Saab sees the UK as a potential customer for its new airborne early warning and control products as a replacement for the Royal Air Force’s Boeing E-3 Sentry.
Although there is no current replacement plan for the six-strong Sentry fleet, Saab considers its Erieye ER radar system – or the full Bombardier Global 6000-based GlobalEye – to be ideal for the UK.
“If we look at what we’re trying to sell in airborne early warning, the UK is a key opportunity for AWACS,” says Magnus Lewis-Olsson, president of the Europe, Middle East and Africa region at Saab. “We’re hoping that with GlobalEye there may be some gap for us in the future.”
Saab still views the UK as a key market, despite the fact that flagship products like the Gripen NG combat jet and Swordfish maritime patrol aircraft are off the nation's shopping list.
“We’re sober enough to know they won’t buy the Gripen tomorrow,” Lewis-Olsson says. “We don’t know where they [the UK] are going with it [AEW&C], but looking at the bigger products we have, this is one potential area for them.”
The UK’s Strategic Defence and Security Review, released in November 2015, suggested that the RAF’s Sentry fleet would remain operational until 2035. This will require a mission system mid-life upgrade, which is expected to be put out to tender in mid-2017.

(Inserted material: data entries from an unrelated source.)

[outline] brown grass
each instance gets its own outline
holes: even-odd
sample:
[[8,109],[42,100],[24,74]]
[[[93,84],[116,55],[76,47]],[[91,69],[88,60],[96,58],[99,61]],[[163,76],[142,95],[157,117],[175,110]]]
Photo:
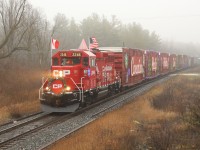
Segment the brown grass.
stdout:
[[0,74],[0,123],[40,110],[38,90],[42,75],[39,69],[20,67]]
[[199,81],[200,77],[178,76],[48,149],[200,149],[199,128],[186,119],[192,118],[188,106],[200,89]]

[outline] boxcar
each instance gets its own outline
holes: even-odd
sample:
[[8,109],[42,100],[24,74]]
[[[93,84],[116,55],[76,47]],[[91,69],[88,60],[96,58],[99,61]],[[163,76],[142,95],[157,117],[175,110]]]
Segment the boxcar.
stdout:
[[112,51],[116,73],[121,78],[121,87],[135,85],[145,79],[145,56],[140,49],[124,47],[100,47],[100,51]]
[[169,72],[169,53],[159,53],[160,74]]
[[169,56],[169,71],[176,71],[176,54],[170,54]]
[[189,56],[183,55],[183,68],[189,67]]
[[159,53],[146,50],[145,52],[145,77],[146,79],[155,78],[159,75]]
[[183,68],[183,55],[177,55],[176,57],[176,66],[177,66],[177,70],[180,70]]

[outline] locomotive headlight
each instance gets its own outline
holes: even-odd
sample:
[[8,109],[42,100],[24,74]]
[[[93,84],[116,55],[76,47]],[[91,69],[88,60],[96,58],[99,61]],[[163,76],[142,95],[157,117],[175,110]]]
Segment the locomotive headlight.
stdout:
[[71,90],[71,87],[70,86],[67,86],[66,87],[66,91],[70,91]]
[[45,90],[46,90],[46,91],[49,91],[49,90],[50,90],[50,88],[47,86],[47,87],[45,88]]

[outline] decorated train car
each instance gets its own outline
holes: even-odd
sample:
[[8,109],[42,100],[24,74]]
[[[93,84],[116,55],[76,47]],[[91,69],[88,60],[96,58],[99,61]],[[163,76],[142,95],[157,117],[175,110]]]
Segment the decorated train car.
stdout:
[[169,54],[169,71],[176,71],[176,54]]
[[124,47],[100,47],[99,50],[113,52],[115,69],[119,75],[122,90],[145,79],[143,50]]
[[176,60],[178,70],[190,67],[192,65],[191,57],[188,55],[177,55]]
[[160,74],[169,73],[169,53],[159,53]]
[[145,77],[146,79],[155,78],[159,73],[159,53],[156,51],[145,51]]
[[190,58],[187,55],[183,55],[183,68],[189,67]]
[[183,55],[177,55],[176,56],[176,64],[177,64],[177,69],[178,70],[183,68],[183,66],[184,66]]

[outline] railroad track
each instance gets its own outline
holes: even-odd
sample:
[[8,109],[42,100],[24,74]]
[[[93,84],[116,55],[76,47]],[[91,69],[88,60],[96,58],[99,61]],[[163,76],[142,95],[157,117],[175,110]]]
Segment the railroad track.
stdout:
[[27,120],[29,120],[31,118],[37,118],[38,116],[43,115],[43,114],[44,114],[44,112],[40,111],[40,112],[36,112],[36,113],[30,114],[30,115],[27,115],[27,116],[24,116],[24,117],[20,117],[18,119],[14,119],[12,121],[8,121],[8,122],[0,125],[0,131],[5,129],[5,128],[9,128],[11,126],[14,126],[15,123],[20,124],[20,123],[26,122]]
[[42,113],[39,116],[29,116],[24,118],[24,120],[18,120],[19,122],[13,123],[12,125],[9,124],[8,127],[4,127],[0,130],[0,148],[8,148],[9,143],[12,143],[12,141],[17,140],[30,132],[36,131],[54,118],[55,117],[51,116],[50,113]]
[[[105,112],[118,108],[168,78],[170,76],[167,75],[165,77],[163,76],[162,79],[159,78],[151,80],[148,83],[140,84],[72,114],[63,116],[50,115],[50,118],[44,117],[38,121],[31,121],[21,125],[21,127],[18,126],[7,131],[2,131],[2,134],[0,132],[0,149],[44,149],[57,140],[70,135],[96,120]],[[6,139],[8,133],[16,136]],[[35,141],[35,143],[30,143],[31,141]]]

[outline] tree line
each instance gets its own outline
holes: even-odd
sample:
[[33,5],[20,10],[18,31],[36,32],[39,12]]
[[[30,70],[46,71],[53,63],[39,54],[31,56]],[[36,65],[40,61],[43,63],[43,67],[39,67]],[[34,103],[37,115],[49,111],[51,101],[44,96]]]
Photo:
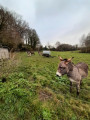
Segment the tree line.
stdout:
[[52,50],[52,51],[75,51],[75,50],[78,50],[79,48],[78,48],[78,45],[64,44],[57,41],[55,45],[52,46],[48,44],[47,46],[42,47],[42,49]]
[[35,29],[30,28],[20,15],[0,6],[0,46],[7,46],[10,50],[34,50],[40,44]]
[[59,41],[56,42],[54,46],[48,44],[47,46],[43,47],[44,50],[53,50],[53,51],[75,51],[79,50],[82,53],[90,53],[90,33],[88,35],[82,35],[80,39],[80,45],[70,45],[60,43]]

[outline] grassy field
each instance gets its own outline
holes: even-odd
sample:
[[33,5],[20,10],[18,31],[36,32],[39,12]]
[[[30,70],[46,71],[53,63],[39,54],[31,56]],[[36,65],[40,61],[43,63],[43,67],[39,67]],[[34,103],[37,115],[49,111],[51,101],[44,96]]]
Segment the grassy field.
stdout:
[[90,120],[90,69],[77,97],[67,76],[55,75],[58,55],[90,68],[90,54],[78,52],[52,52],[52,58],[16,53],[0,63],[0,120]]

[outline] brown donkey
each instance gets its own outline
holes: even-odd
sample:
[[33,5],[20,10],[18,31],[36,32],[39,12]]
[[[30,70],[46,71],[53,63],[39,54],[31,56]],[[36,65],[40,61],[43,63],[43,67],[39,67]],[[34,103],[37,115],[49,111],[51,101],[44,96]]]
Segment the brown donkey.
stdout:
[[56,75],[60,77],[67,74],[70,80],[70,92],[72,91],[72,83],[76,83],[77,95],[79,95],[82,79],[88,75],[88,65],[83,62],[74,65],[71,60],[72,58],[62,59],[60,57],[61,62],[58,65]]

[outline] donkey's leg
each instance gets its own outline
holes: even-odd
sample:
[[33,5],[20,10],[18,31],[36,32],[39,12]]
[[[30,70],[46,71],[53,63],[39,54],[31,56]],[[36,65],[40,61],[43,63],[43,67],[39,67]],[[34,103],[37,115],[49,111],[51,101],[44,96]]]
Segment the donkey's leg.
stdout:
[[72,92],[72,82],[70,81],[70,93]]
[[82,85],[82,80],[80,81],[80,85]]
[[82,85],[83,85],[83,83],[82,83],[82,80],[80,81],[80,88],[82,88]]
[[76,88],[77,88],[77,95],[79,95],[79,92],[80,92],[80,83],[77,83]]

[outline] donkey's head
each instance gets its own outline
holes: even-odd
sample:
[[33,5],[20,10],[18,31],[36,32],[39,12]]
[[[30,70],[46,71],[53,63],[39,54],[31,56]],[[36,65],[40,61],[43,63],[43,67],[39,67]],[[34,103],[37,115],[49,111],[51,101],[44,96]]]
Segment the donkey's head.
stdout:
[[73,70],[73,64],[71,62],[72,58],[70,58],[70,59],[62,59],[61,57],[59,58],[60,64],[58,65],[58,69],[56,72],[57,76],[60,77],[64,74],[67,74],[69,71]]

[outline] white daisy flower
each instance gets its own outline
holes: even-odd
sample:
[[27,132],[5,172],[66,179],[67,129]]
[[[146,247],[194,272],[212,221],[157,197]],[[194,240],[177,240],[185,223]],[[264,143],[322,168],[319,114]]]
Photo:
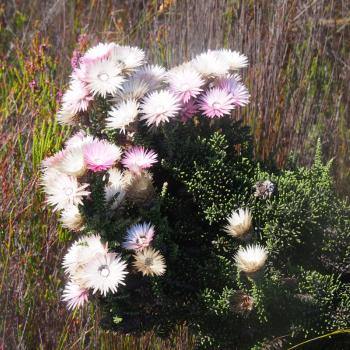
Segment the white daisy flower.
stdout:
[[106,128],[120,129],[120,132],[125,134],[125,128],[135,121],[139,113],[138,108],[139,104],[135,100],[126,100],[117,107],[112,107],[112,110],[108,112],[109,117],[106,119]]
[[62,103],[70,106],[73,113],[86,111],[93,97],[86,85],[73,75],[68,90],[62,96]]
[[161,276],[166,270],[163,255],[153,248],[145,248],[138,251],[134,255],[134,258],[135,261],[133,265],[143,276]]
[[57,112],[56,119],[59,124],[73,126],[76,123],[76,113],[68,103],[63,103]]
[[46,171],[48,171],[49,169],[52,169],[52,168],[56,169],[57,166],[61,163],[64,155],[66,154],[66,151],[67,150],[62,149],[62,150],[56,152],[54,155],[43,159],[40,166],[43,169],[44,173]]
[[75,75],[69,88],[62,96],[62,105],[57,113],[57,120],[60,124],[74,125],[75,115],[88,109],[93,97],[90,95],[86,85]]
[[66,142],[66,148],[82,147],[88,143],[92,143],[94,138],[91,135],[86,135],[84,131],[79,131],[70,137]]
[[216,50],[216,54],[219,59],[227,62],[230,70],[238,70],[248,65],[248,57],[237,52],[228,49]]
[[47,195],[46,202],[52,205],[54,210],[64,209],[72,204],[83,204],[83,197],[90,194],[86,190],[88,184],[79,184],[75,177],[59,171],[46,172],[43,176],[43,184]]
[[95,255],[81,275],[87,288],[106,296],[108,292],[115,293],[119,285],[125,284],[127,273],[126,263],[115,253],[107,253]]
[[84,266],[96,254],[107,254],[107,244],[101,242],[99,235],[83,236],[75,241],[63,258],[65,272],[74,280],[80,280]]
[[86,171],[84,153],[82,147],[70,147],[59,162],[57,169],[64,174],[82,176]]
[[73,231],[79,231],[83,224],[83,217],[76,205],[64,208],[59,218],[62,226]]
[[252,214],[249,209],[240,208],[238,211],[233,211],[227,221],[224,230],[235,238],[245,238],[252,228]]
[[143,116],[148,126],[159,126],[174,118],[180,109],[179,99],[169,91],[160,90],[147,95],[141,105]]
[[[59,159],[58,161],[60,162],[61,159]],[[43,168],[43,172],[41,174],[40,183],[44,187],[44,191],[46,186],[50,186],[52,182],[55,182],[56,179],[62,175],[62,173],[55,168],[56,164],[52,166],[53,167]]]
[[108,174],[109,179],[108,184],[105,186],[105,199],[106,202],[114,199],[111,209],[116,209],[125,197],[127,184],[124,174],[120,170],[111,168],[108,170]]
[[85,52],[81,61],[82,63],[91,63],[97,60],[109,58],[115,47],[115,43],[98,43],[96,46],[90,47]]
[[204,80],[193,69],[181,69],[167,76],[169,88],[174,92],[183,103],[187,103],[191,97],[195,98],[202,91]]
[[152,174],[148,171],[142,171],[141,174],[125,171],[124,181],[127,186],[126,196],[134,203],[145,203],[155,193]]
[[130,73],[143,64],[145,53],[138,47],[116,45],[112,52],[112,59]]
[[222,118],[235,108],[232,94],[220,88],[207,90],[198,100],[199,109],[208,118]]
[[158,89],[166,78],[166,70],[162,66],[147,65],[143,66],[134,75],[135,79],[139,79],[147,83],[150,90]]
[[132,76],[123,83],[122,89],[117,91],[115,101],[118,103],[128,99],[140,100],[149,90],[150,87],[144,80]]
[[188,61],[188,62],[184,62],[178,66],[172,67],[171,69],[168,70],[166,76],[168,75],[172,75],[172,74],[176,74],[177,72],[182,72],[182,71],[186,71],[186,70],[195,70],[195,68],[193,67],[193,62],[192,61]]
[[254,274],[263,268],[267,259],[267,251],[259,244],[240,247],[235,255],[238,270]]
[[120,65],[112,59],[107,59],[86,65],[82,79],[94,96],[98,94],[106,97],[107,94],[115,95],[122,87],[124,78],[121,73]]
[[230,66],[215,51],[207,51],[192,60],[193,68],[205,77],[218,77],[228,73]]

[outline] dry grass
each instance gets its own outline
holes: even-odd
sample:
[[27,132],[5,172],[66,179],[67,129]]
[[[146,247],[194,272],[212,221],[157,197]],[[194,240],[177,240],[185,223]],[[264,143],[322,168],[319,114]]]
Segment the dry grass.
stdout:
[[92,305],[68,314],[59,301],[60,261],[72,237],[43,208],[38,170],[69,132],[54,122],[56,95],[81,33],[91,42],[140,45],[168,65],[207,48],[243,51],[252,94],[243,117],[257,156],[283,165],[293,151],[307,164],[321,136],[326,156],[335,157],[339,189],[349,193],[348,1],[8,0],[1,6],[0,349],[190,349],[193,343],[185,328],[167,341],[106,334]]

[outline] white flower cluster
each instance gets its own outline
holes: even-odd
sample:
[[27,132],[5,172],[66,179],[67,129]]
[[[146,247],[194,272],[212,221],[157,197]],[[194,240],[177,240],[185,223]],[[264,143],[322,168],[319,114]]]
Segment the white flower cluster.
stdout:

Despite the Sentry fleet’s age – Flight Fleets Analyzer shows the aircraft as between 25 and 27 years old – and its frequent use in operations, flight hours for the airframes are relatively low, and the mission system upgrade will keep the fleet viable to 2035.
“The idea is to prolong the capability…but maybe there are openings for the technology or the aeroplanes that we have,” Lewis-Olsson says.
Erieye ER is being provided to the United Arab Emirates in the GlobalEye configuration, with development under way, although the radar has not yet been integrated onto the aircraft, Saab says. It claims that this should be relatively straightforward, given the size of the Global 6000.
The UAE placed the order for two GlobalEye AEW&C aircraft during the Dubai air show in November 2015, through a deal worth $1.27 billion.